Just A Memory

DISCLAIMER: I do not Own Doctor Who or any of it's characters. They are the sole property of the BBC etc.

I hadn't intended to Write about Miss Martha Jones because to be honest I don't think she's that good an actress but the idea just poured onto the page. The intention was the write a drabbled turning out to be a ficlet. I guess I could only ever write a ficlet concerning her anyway. There will be another chapter.

Oh and it's Miss Martha Jones speaking...

The Year That Never Was was just a memory. It never happened for most but for me it did. It will always live with me and for that I am grateful.
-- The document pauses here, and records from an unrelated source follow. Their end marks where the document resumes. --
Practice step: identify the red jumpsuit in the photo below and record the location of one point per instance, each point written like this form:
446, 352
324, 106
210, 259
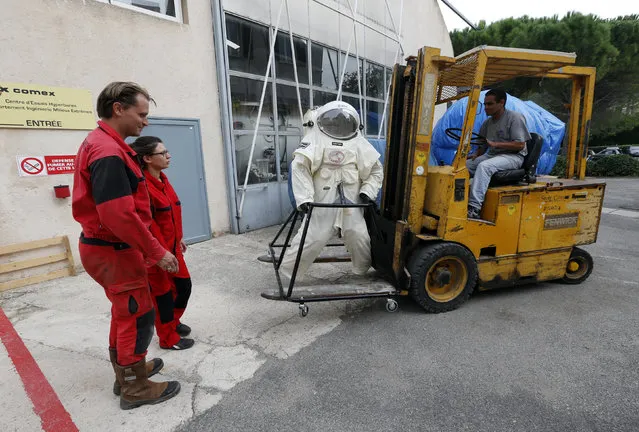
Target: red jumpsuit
170, 292
111, 203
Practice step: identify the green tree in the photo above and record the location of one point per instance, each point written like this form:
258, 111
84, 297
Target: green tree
612, 46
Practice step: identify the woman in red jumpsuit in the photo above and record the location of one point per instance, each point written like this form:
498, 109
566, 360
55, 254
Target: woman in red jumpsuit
170, 292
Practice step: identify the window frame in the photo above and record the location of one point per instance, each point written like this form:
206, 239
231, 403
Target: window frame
274, 80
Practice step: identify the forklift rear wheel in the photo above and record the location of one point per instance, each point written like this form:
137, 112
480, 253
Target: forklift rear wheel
579, 267
443, 276
303, 310
391, 305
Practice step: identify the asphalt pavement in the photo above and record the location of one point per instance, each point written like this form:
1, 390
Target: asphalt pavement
546, 357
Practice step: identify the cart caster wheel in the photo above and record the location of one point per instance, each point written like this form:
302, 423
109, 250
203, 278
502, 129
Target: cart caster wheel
391, 305
303, 310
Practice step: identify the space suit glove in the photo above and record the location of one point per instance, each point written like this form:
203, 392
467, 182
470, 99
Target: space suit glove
366, 199
304, 208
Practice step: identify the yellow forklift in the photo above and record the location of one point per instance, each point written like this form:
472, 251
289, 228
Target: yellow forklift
422, 242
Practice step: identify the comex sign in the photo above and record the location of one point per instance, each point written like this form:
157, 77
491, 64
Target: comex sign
42, 107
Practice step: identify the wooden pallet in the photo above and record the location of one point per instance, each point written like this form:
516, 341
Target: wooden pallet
61, 243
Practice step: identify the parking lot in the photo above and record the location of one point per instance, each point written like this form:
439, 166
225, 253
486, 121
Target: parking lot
546, 357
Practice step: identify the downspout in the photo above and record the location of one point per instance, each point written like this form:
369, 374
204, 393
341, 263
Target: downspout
224, 85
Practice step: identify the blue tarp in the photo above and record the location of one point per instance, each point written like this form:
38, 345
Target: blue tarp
538, 120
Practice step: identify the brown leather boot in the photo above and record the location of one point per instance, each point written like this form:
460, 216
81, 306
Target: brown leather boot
137, 390
152, 367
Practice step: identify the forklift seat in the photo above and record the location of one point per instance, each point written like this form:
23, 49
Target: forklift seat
527, 172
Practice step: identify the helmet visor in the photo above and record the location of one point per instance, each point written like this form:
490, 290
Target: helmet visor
338, 123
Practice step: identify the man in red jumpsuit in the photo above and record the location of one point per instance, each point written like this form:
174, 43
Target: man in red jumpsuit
111, 203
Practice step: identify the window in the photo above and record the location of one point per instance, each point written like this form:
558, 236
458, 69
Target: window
325, 69
288, 110
245, 100
374, 112
350, 76
280, 131
169, 9
251, 40
284, 58
322, 98
375, 81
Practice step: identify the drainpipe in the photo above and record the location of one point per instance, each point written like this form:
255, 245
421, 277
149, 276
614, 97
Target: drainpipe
224, 85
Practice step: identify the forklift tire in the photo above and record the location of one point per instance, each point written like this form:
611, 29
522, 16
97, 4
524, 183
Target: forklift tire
443, 276
579, 267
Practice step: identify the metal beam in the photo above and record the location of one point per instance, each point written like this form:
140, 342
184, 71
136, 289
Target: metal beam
459, 14
358, 21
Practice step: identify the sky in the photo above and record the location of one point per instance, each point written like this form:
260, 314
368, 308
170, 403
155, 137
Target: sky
494, 10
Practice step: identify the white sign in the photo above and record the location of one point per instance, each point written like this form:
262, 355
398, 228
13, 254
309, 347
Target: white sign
31, 166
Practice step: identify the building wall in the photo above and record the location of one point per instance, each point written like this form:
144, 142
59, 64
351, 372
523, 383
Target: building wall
422, 24
86, 44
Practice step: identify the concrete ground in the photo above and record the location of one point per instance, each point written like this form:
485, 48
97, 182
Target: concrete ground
540, 358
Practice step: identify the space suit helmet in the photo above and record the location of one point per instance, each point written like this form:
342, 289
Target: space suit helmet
338, 120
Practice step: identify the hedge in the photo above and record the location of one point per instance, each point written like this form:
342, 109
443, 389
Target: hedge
609, 166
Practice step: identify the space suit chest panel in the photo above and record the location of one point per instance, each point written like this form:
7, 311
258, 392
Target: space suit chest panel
340, 156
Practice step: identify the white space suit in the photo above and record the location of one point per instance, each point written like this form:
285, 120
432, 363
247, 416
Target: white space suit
333, 155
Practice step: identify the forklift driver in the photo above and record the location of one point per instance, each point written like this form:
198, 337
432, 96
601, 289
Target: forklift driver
506, 135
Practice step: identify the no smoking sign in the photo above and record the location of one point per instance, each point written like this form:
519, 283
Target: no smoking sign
31, 166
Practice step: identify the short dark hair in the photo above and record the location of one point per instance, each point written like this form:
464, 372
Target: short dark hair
145, 146
499, 94
119, 91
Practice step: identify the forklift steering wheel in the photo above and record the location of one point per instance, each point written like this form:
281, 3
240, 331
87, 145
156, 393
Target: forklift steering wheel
455, 133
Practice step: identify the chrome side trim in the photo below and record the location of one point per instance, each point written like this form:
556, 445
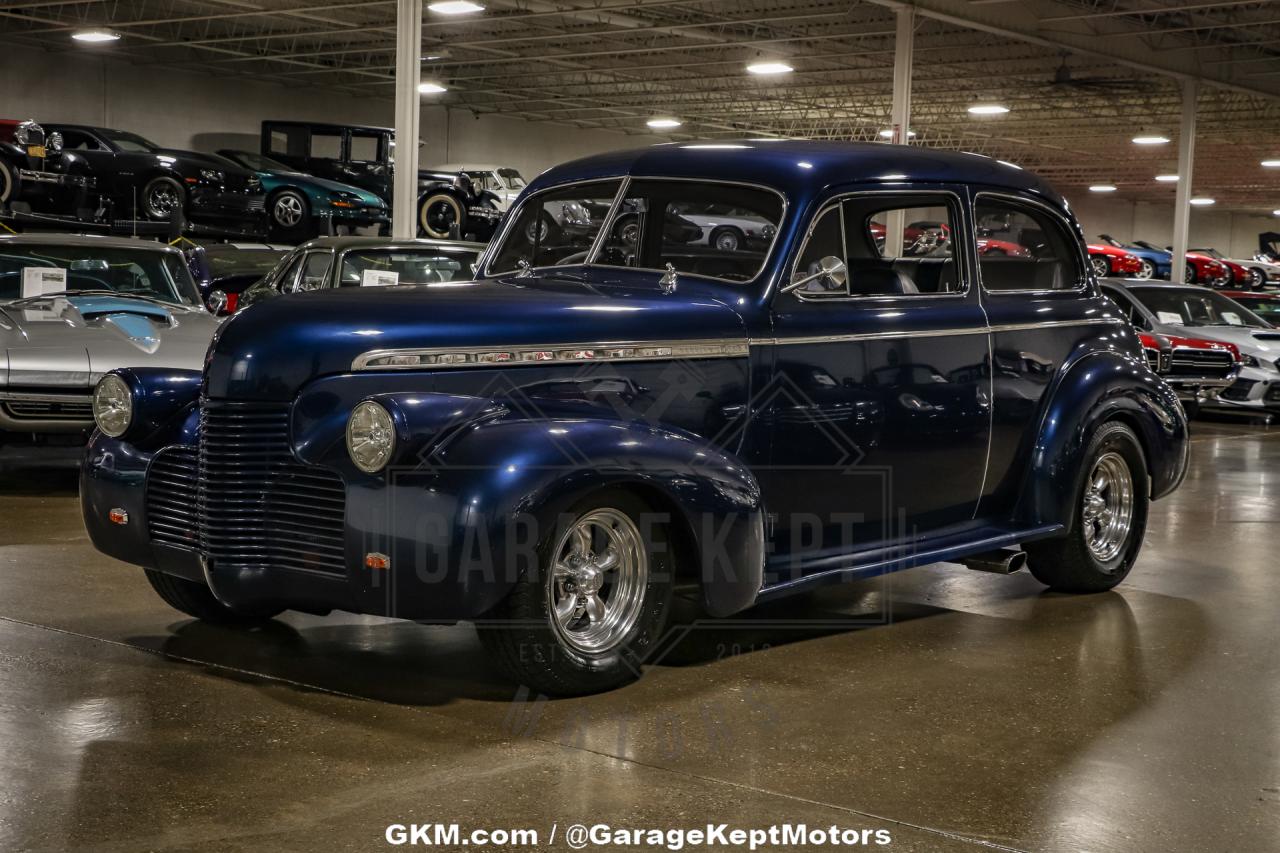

I know you must be wondering why. I endured such terrible things. I saw destruction and death, went without food for days, the water I did manage to find was often unclean but that doesn't matter. The Year That Never Was helped me understand Humanity as a whole. I know now what we are. We are not the Apes that he calls us. We are not the strongest, the best nor the most intelligent of the species in the Universe and cannot be brilliant at everything but one thing we are is resiliant. We endured all the horror, the blood, the gore, the appoloclypse and still he surivived. Even after our minds were scarred and our lives were ruined we retained a hope that this was not everything. That one day, one day this would end and we could go back to the way we were. Back to the life that we dreamt of and once took for granted.

But not now. Never now. We long for a proper bed and a mattress and no matter where I go I see people happy and laughing through it all. The undercurrent of fear and sorrow is far too strong. It's too real and vital to ignore. Without that fear we would give up. WE would accept the squalar, the rotten wood and the falling down buildings. The shelter that was breaking above us and allowing the rain to pour down upon our heads. That would be our everything. It would be acceptable if we lost that fear. The fear keeps us hoping. It keeps us living and fighting in our own ways.

Everywhere I went I saw people living in the slave camps. Living and working for that monster that once called itself our leader. That fake ruler of Great Britain that would strive to undo us, that struck fear into our hearts was nothing without us. Somehow they all knew that. They kept working in fear of being sliced and diced by the 'Toclafane'. Even now I snap at people if they mention them. If they call them that because they aren't that. The Toclafane don't exist they never did.

The most horrifying thing that came out of all of this was the knowledge that we did this to ourselves. There was no invasion, no taking over. It was us that destroyed us.

The Year That Never Was is just a memory.